Apple's shift to Qualcomm baseband chips fortuitously limited the potential fallout of the ITC ban that was eventually granted in June 2013, before being vetoed over the weekend prior to the first business day when the ban was slated to go into effect.
The most insane part of the ITC ban
Apple wasn't forced to stop using the UMTS technology Samsung had patented. Qualcomm, the vendor of Apple's current baseband chips, had licensed the use of the patent from Samsung. The ITC recognized that this "exhausted" Samsung's ability to sue Apple for "using" the patent on modern devices with Qualcomm chips.
Samsung managed to convince the ITC that Infineon's license was no longer valid once Apple bought the chips and began using them.
But Infineon had also licensed Samsung's patents. The difference was that Samsung managed to convince the ITC that Infineon's license was no longer valid once Apple bought the chips and began using them.
To do this, Samsung invented a specious legal argument that insisted that, despite Infineon having a legitimate license to Samsung patents, and despite Intel, which had bough Infineon, also having secured a license to Samsung's patents, and despite having signed agreements with a UMTS standards body that barred it from being able to arbitrarily revoke its license in order to extort higher licensing fees, that it could revoke its license anyway and insist that Apple had to pay, not just FRAND licensing fees, but anything Samsung could imagine, a veritable blank check.
And if Apple refused to give Samsung whatever it demanded, Samsung would tell everyone that Apple was refusing to pay licensing fees and refusing to negotiate while also publicly insisting that Apple was "infringing its patents."
Samsung somehow managed to convince the ITC that Intel's license was only valid in the United States, and that Intel's American sales of Infineon chips to Apple in California was not a transaction it recognized to be in the United States.
Writing about the ITC's decision, Groklaw gleefully reported last October that Administrative Law Judge E. James Gildea had "utterly and definitely rejected Apple's FRAND allegations and completely exonerated Samsung."
The full text of the ITC's bizarre stance in support of several egregious Samsung patent abuse issues is only overshadowed by the premature celebration by Groklaw to its Android-community audience over the prospect that Samsung might get away with not just stealing Apple's work, but could even use sales injunctions as a way to further abuse the patent system in an effort to extort billions in exchange for worthless patents that have already been sufficiently licensed.

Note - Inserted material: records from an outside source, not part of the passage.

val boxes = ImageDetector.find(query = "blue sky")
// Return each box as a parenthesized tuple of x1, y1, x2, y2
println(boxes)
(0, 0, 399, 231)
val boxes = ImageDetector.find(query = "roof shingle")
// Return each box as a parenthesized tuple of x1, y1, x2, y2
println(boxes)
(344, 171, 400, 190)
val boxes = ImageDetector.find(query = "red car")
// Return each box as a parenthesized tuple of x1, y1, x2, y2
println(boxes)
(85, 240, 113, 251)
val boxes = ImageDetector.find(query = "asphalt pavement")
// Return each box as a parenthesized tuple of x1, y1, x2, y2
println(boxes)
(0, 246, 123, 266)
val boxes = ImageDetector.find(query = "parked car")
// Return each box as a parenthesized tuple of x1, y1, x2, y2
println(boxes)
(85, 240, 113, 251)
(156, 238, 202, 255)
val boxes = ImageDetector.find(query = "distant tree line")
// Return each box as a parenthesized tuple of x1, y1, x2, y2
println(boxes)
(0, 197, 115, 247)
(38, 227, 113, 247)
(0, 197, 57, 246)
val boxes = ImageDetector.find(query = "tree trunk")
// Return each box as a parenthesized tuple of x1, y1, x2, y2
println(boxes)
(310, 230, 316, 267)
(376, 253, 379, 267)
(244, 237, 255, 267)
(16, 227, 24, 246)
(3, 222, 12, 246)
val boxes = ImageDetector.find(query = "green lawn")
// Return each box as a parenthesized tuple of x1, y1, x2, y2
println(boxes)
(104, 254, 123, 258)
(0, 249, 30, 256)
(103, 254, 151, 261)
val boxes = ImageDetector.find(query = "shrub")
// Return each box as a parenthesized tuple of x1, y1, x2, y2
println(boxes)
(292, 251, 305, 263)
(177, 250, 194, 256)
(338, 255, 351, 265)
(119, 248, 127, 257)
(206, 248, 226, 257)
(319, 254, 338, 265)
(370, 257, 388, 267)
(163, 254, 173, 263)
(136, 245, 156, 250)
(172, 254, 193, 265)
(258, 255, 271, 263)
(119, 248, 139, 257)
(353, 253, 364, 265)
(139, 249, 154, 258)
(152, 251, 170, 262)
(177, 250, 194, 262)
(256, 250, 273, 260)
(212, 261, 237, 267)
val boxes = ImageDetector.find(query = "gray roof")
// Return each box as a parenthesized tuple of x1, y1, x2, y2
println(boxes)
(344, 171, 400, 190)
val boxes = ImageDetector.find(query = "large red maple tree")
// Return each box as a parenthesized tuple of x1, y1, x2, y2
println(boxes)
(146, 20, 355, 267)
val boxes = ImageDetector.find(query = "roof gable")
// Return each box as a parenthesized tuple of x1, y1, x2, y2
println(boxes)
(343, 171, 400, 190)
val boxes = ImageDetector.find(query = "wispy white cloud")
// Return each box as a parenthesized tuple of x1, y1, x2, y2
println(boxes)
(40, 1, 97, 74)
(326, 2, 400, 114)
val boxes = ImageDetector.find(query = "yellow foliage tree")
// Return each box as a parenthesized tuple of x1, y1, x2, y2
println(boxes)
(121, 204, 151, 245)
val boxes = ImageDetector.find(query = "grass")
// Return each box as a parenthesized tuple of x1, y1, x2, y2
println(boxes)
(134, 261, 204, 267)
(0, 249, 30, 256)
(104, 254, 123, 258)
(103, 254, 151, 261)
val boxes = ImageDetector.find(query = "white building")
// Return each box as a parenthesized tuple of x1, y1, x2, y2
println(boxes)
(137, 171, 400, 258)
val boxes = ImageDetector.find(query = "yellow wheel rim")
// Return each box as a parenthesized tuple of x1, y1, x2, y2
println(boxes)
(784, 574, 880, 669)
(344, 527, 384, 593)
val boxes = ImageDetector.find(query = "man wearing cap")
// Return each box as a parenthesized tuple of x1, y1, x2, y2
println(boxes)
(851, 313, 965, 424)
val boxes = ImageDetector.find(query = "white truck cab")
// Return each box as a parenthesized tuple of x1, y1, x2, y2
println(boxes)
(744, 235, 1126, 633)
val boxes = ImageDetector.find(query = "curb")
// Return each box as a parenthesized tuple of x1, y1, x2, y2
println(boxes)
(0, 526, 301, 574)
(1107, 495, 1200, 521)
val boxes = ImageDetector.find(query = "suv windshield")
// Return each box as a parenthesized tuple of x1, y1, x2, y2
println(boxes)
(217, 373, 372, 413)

That's still not the crazy part yet.
When Apple filed its first U.S. Federal Court complaint against Samsung in April 2011 (alleging infringement of 3 technology patents and 4 design patents), Samsung returned fire with five patents of its own. By October, the list had ballooned on both sides to include 26 different Apple patents and 17 for Samsung, prompting Lucy Koh, the judge overseeing the battle, to demand both sides narrow their cases significantly.
Judge Koh was also throwing out some claims entirely, issuing summary judgments of non-infringement of asserted patent claims on both sides. Among the patents thrown out as obviously non-infringing was Samsung's 7,362,867 patent. It was thrown out last summer.
This weekend the industry watched with tense anticipation to see whether the U.S. President would intervene to stop an import ban on a patent Samsung knew was invalid for the last year. And in response, Samsung stated:
"We are disappointed that the U.S. Trade Representative has decided to set aside the exclusion order issued by the U.S. International Trade Commission (ITC). The ITC's decision correctly recognized that Samsung has been negotiating in good faith and that Apple remains unwilling to take a license."